The study, by an Oxford University team, monitored the travel patterns of nearly 500 people in Oxfordshire over a year. They excluded business travel.
They found aviation was the biggest single source of greenhouse gases emitted by the sample. It is responsible for 47.7% of emissions, followed closely by car use which is responsible for 44.7%. All other forms of transport including rail, bus, and ferries only account for 7.6% of total emissions.
These figures do not take account of the additional warming caused by aviation emissions. The Intergovernmental Panel on Climate Change has estimated that the release of emissions and water vapour high in the atmosphere results in radiative forcing between two and four times higher than aviation’s carbon dioxide emissions alone.
When the Oxford team applied a radiative forcing factor of 2.9 to the aviation emissions, it found that its share of climate impacts increased to 70.4%. Travel by car accounted for just over a quarter of emissions and all other sources combined were responsible for less than 5%.

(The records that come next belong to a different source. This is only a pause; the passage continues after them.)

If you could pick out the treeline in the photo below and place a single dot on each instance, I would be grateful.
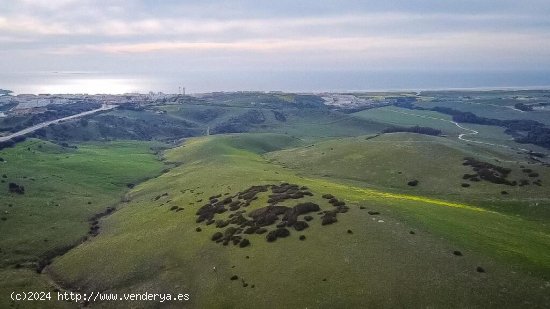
(523, 130)
(240, 123)
(415, 129)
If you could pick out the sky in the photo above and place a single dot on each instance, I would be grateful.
(116, 46)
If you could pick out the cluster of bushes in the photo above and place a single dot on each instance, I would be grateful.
(415, 129)
(523, 107)
(279, 116)
(108, 126)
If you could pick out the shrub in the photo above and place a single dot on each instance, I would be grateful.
(216, 236)
(15, 188)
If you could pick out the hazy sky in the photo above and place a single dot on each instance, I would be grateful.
(125, 45)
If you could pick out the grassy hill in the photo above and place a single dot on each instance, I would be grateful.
(63, 188)
(399, 255)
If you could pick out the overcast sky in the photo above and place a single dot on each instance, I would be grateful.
(126, 45)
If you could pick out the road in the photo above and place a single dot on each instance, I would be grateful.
(28, 130)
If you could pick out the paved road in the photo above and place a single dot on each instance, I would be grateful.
(28, 130)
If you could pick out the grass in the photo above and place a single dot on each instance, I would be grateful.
(146, 247)
(64, 187)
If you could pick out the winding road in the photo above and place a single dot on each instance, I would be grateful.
(28, 130)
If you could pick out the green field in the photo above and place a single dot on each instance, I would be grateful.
(149, 247)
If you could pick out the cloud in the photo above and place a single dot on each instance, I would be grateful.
(132, 35)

The average climate impact from the sample was equivalent to 5.25 tonnes of CO2. But the researchers found that a few high emitters were responsible for the lion’s share.

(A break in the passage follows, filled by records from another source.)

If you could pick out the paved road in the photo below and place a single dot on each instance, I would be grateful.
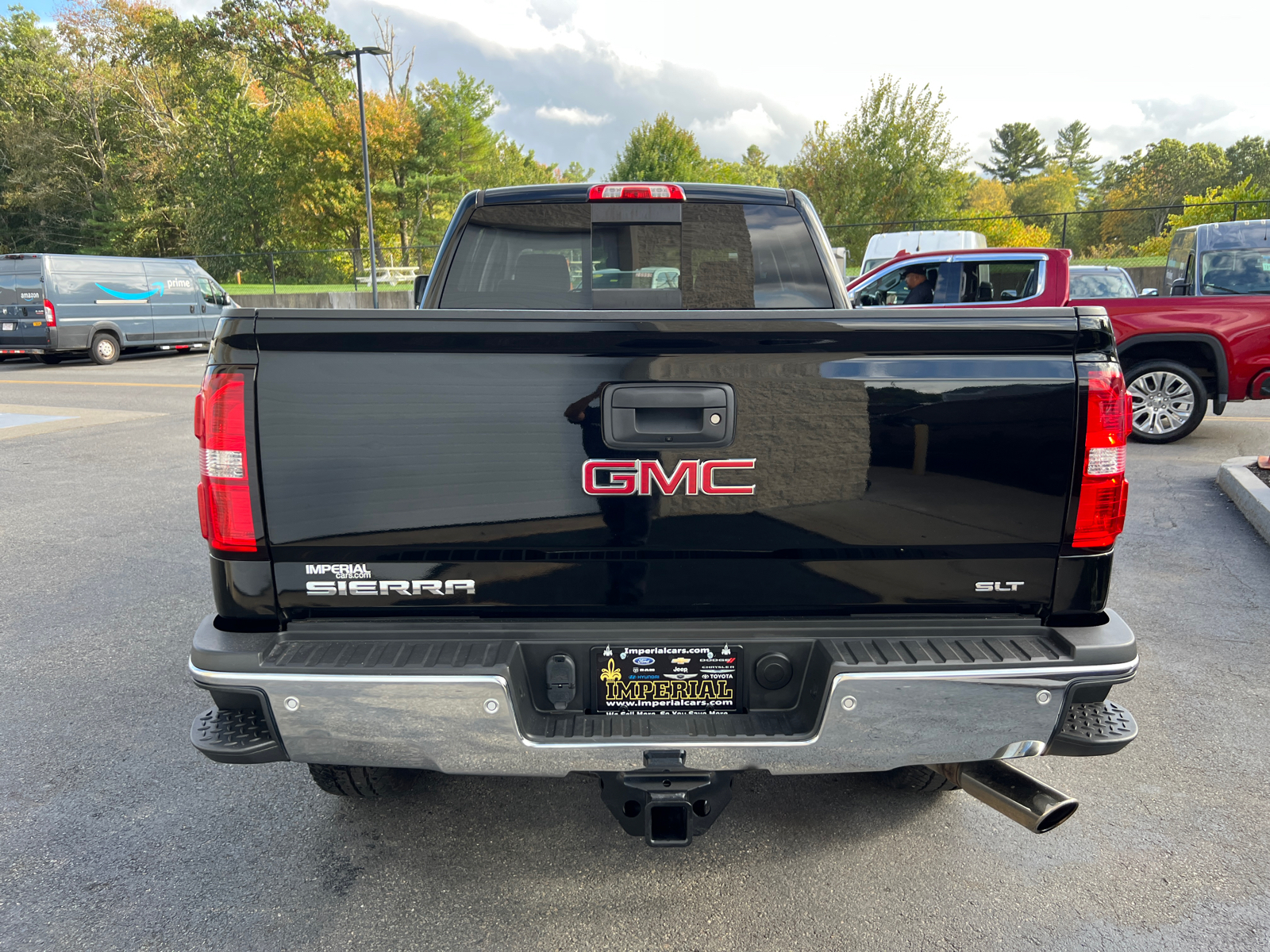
(116, 835)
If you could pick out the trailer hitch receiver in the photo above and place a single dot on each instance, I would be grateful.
(666, 804)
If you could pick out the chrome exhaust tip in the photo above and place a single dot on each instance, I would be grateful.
(1011, 793)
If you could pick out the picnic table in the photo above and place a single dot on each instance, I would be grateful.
(387, 274)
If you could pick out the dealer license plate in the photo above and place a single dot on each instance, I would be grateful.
(634, 679)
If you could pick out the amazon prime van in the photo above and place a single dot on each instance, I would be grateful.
(54, 306)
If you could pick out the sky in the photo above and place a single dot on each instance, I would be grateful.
(575, 76)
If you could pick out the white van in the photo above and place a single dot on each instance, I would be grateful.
(55, 306)
(883, 248)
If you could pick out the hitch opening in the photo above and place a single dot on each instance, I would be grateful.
(666, 804)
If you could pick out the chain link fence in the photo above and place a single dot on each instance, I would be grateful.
(318, 270)
(1123, 236)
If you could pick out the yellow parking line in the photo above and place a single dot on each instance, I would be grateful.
(101, 384)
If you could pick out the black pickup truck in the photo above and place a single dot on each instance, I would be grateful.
(637, 494)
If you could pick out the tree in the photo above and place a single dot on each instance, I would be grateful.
(575, 173)
(1250, 158)
(1018, 152)
(757, 169)
(1157, 177)
(286, 44)
(1072, 152)
(660, 152)
(321, 177)
(46, 188)
(1198, 209)
(893, 159)
(986, 209)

The top 20% of emitters were responsible for over 61% of emissions and emitted an average of over 16tCO2e. The bottom 20% were responsible for less than 1% and had average emissions of just 0.2tCO2e. Most of the rest of the sample emitted between 1-3tCO2e. This pattern was the same across all modes of transport with a small number of people emitting far more than the rest of the sample.
The study found that people on higher incomes tended to have higher emissions and average emissions from high income groups were 11.2tCO2e - twice as high as the sample as a whole. The top 10% of emitters were responsible for 19.2tCO2e of emissions from their flying alone.

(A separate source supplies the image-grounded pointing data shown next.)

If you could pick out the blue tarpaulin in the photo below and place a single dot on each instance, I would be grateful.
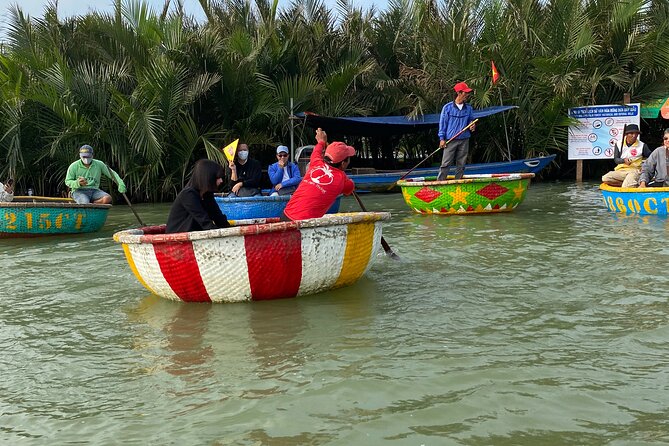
(385, 125)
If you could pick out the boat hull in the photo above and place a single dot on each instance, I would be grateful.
(268, 260)
(24, 218)
(386, 181)
(639, 201)
(259, 206)
(470, 195)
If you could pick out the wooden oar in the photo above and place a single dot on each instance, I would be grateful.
(438, 149)
(126, 197)
(386, 246)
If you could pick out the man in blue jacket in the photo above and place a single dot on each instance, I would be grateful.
(284, 175)
(455, 116)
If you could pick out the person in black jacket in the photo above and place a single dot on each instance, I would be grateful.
(245, 174)
(195, 207)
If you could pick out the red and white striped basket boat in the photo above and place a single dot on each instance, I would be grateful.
(256, 259)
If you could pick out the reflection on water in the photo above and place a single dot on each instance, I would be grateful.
(546, 325)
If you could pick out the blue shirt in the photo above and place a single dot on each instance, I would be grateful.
(452, 120)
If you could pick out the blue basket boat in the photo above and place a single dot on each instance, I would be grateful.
(41, 216)
(633, 200)
(259, 206)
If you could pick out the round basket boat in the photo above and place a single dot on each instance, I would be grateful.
(640, 201)
(259, 206)
(41, 216)
(473, 194)
(265, 260)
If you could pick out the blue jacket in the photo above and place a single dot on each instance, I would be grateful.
(452, 120)
(276, 175)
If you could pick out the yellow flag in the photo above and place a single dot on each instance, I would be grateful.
(230, 150)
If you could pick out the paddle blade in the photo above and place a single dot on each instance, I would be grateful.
(230, 150)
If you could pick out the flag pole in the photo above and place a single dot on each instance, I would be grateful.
(506, 133)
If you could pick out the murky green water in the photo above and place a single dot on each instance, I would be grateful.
(548, 325)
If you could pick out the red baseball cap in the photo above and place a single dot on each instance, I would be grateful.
(338, 151)
(462, 86)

Conversely, lower income groups like pensioners tended to emit less than average.
The figures, particularly for car and air travel, matched well with national datasets suggesting that just a few travellers could be responsible for most of the UK’s transport emissions. This could have implications for government attempts to rein in transport emissions.
The study suggests that incremental rises in green taxes will do little to reduce car use and flying because the worst polluters will be able to absorb the modest price increases they represent.
"The doubling of the air passenger duty we saw recently won’t do anything," said Christian Brand, one of the researchers behind the report. "The only way to reduce demand [for flying] is to increase it a lot so that prices are closer to where they were in the 1980s."
He thinks that a better approach would be to target measures at high emitting groups to persuade them to change their transport behaviour.
"Individualised marketing, and providing information to households who might change their behaviour is resource-intensive, but very effective," said Dr Brand. "Projects have been running in the States for 10-15 years and have achieved a modal shift of 10-15%. In terms of carbon that’s a huge effect."
The paper also makes a strong case for personal carbon allowances as floated by Environment Secretary David Miliband last year (ENDS Report 383, p 13 ). This would not only raise awareness among high emitters, but would also benefit less well-off groups.